Don Milani in una foto d'archivio
Caro direttore,
«Balducci, Turoldo, Milani. Preti di “frontiera”», la rivista “Testimonianze” associa queste figure diversissime, unite da una fede vera e dalla difesa del Concilio Vaticano II quando occorreva coraggio per farlo e, insieme, dalla fermissima convinzione che mai avrebbero abbandonato la Chiesa, a costo di ogni forma di emarginazione.
Di don Milani si è parlato molto in questi mesi, in occasione dell’anniversario. Si sono scritte biografie, lo si è additato come modello educativo, con il rischio di una lettura sociologica-pedagogica, che è quanto di più riduttivo e deformante si possa pensare di questa figura davvero straordinaria. Se devo ricordare il contributo più ricco di don Milani, allora come oggi, lo vedo tutto in quella lettera a Pipetta ignorata dai più nel revival, pur generoso della sua figura. A Pipetta, un compagno comunista don Lorenzo scrive che quando dopo avere lottato insieme per la giustizia sociale fossero giunti davanti al cancello della grande villa del padrone e, insieme, l’avessero abbattuto, ecco in quel momento lui l’avrebbe salutato e sarebbe tornato dal suo Signore. Non solo perché la giustizia sociale non esaurisce certo la ragione dell’impegno cristiano nel mondo, ma perché soprattutto non può accontentarsi mai di nessun “ idolo”.

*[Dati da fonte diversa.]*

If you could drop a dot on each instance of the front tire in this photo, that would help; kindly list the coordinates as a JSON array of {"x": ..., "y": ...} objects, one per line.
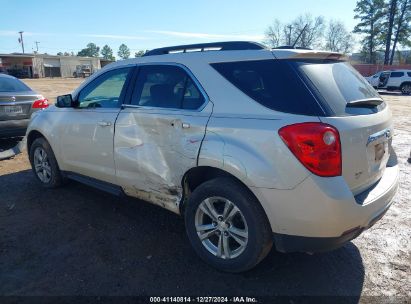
[
  {"x": 44, "y": 164},
  {"x": 227, "y": 226}
]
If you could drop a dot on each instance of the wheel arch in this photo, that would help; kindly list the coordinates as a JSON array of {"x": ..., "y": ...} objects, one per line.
[
  {"x": 196, "y": 176},
  {"x": 31, "y": 137}
]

Questo spessore formò in profondità le nostre coscienze giovanili nella scelta per gli ultimi. “Esperienze pastorali”, “L’obbedienza non è più una virtù” e la mitica “Lettera ad una professoressa”, superarono fin da subito i confini del cattolicesimo fiorentino, laboratorio di dialogo, per diventare riferimenti imprescindibili di noi giovani appassionati del Concilio che venivamo formando circoli e gruppi spontanei in ogni regione d’Italia. Tra i tanti insegnamenti ne ricordo uno che resta ancora vivo oggi. L’elogio della disobbedienza proponeva l’obiezione di coscienza in una cultura dalle tinte fortemente autoritarie: resta oggi questo appello come principio a non conformarsi ai più accattivanti richiami di un “pensiero corretto” che in nome della libertà non rispetta più i limiti.
Padre Turoldo, è, invece la figura forse meno legata a quella stagione: mistico, poeta permeabile alle emozioni. Molto bello il ricordo di Fioretta Mazzei al suo “Non abbiamo più vino”, che dipinge la giocosità di questo corpo grande, presente, un gigante buono, impulsivo. Una sensibilità vicina al sentire femminile così poco valorizzata in quegli anni. E di lui che cosa è vivo? La dimensione interiore, il bisogno di tornare a un più profondo rapporto con se stessi, sentita come una necessità di tutti, ormai storditi da un mondo esterno fagocitante e impoverente: il bisogno di spiritualità non come “privilegio” di un anima mistica e contemplativa, ma come la postura essenziale per tutti.
Infine, vengo a padre Balducci che ho conosciuto bene, che mi volle nella redazione della rivista “Testimonianze”: «prima donna!» , si meravigliavano, congratulandosi, i redattori maschi. Vigeva una cultura molto diffidente verso le donne, alla quale neppure Balducci sfuggiva, ma con la quale si misurava senza retorica, con autenticità e che un po’ alla volta si piegava, con sempre più coraggio. Convegni sul tema degli anticoncezionali, dell’aborto e del divorzio, della donna nella Chiesa, si susseguivano tra tormenti e riflessioni. Erano gli anni Settanta e nella sede di via Gino Capponi si riunivano i “cattolici comunisti”, La Valle, Gozzini, Meucci, e discutevamo di laicità e politica, di fedeltà alla Chiesa: stare nel modo senza essere del mondo, si misurava con i tormenti e le titubanze del “nostro” papa Paolo VI. E del fluido oratore del monte Amiata che cosa è vivo? Le sue ultime riflessioni sull’uomo planetario, anticipavano l’avvento di quella globalizzazione che portava grandi opportunità e pesanti solitudini. E con quel rovello, girava per l’Italia a presentare il suo libro. Solo, alla guida della sua utilitaria, morì in un incidente stradale vicino a Cesena. Era un’estate calda in Romagna e io ero immersa nel frastuono della riviera quando mi raggiunse la notizia. Mi precipitai all’ospedale di Cesena. Era solo, coperto da un telo bianco che lasciava scoperto quel viso forte. Lo vegliai fino a quando non vennero i suoi “fiorentini”.